Information about the influence of surface charges on nanoplastics (NPLs) transport in porous media, the influence of NPL concentrations on porous media retention capacities, and changes in porous media adsorption capacities in the presence of natural water components are still scarce. In this study, laboratory column experiments are conducted to investigate the transport behavior of positively charged amidine polystyrene (PS) latex NPLs and negatively charged sulfate PS latex NPLs in quartz sand columns saturated with ultrapure water and Geneva Lake water, respectively. Results obtained for ultrapure water show that amidine PS latex NPLs have more affinity for negatively charged sand surfaces than sulfate PS latex NPLs because of the presence of attractive electrical forces. As for the Geneva Lake water, under natural conditions, both NPL types and sand are negatively charged. Therefore, the presence of repulsion forces reduces NPL’s affinity for sand surfaces. The calculated adsorption capacities of sand grains for the removal of both types of NPLs from both types of water are oscillating around 0.008 and 0.004 mg g−1 for NPL concentrations of 100 and 500 mg L−1, respectively. SEM micrography shows individual NPLs or aggregates attached to the sand and confirms the limited role of the adsorption process in NPL retention.
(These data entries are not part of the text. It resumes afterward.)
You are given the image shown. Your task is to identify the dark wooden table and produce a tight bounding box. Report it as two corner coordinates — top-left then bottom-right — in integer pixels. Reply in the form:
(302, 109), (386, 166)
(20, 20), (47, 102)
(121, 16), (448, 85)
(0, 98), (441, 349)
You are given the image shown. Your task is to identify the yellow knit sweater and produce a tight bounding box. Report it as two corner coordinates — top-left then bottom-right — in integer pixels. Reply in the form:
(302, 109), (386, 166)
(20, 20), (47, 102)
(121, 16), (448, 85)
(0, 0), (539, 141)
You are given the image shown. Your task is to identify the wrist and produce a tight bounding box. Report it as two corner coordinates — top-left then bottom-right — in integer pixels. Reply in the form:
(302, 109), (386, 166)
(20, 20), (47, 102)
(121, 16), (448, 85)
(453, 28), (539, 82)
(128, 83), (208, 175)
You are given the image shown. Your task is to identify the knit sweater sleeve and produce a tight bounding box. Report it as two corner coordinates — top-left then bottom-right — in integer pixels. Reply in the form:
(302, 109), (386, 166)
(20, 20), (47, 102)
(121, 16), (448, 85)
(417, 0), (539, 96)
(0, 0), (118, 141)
The important NPL retention, especially in the case of negatively charged NPLs, in Geneva Lake water-saturated columns is related to heteroaggregate formation and their further straining inside narrow pores. The presence of DOM and metal cations is then crucial to trigger the aggregation process and NPL retention.
Full article
(This article belongs to the Special Issue Environmental Fate, Transport and Effects of Nanoplastics)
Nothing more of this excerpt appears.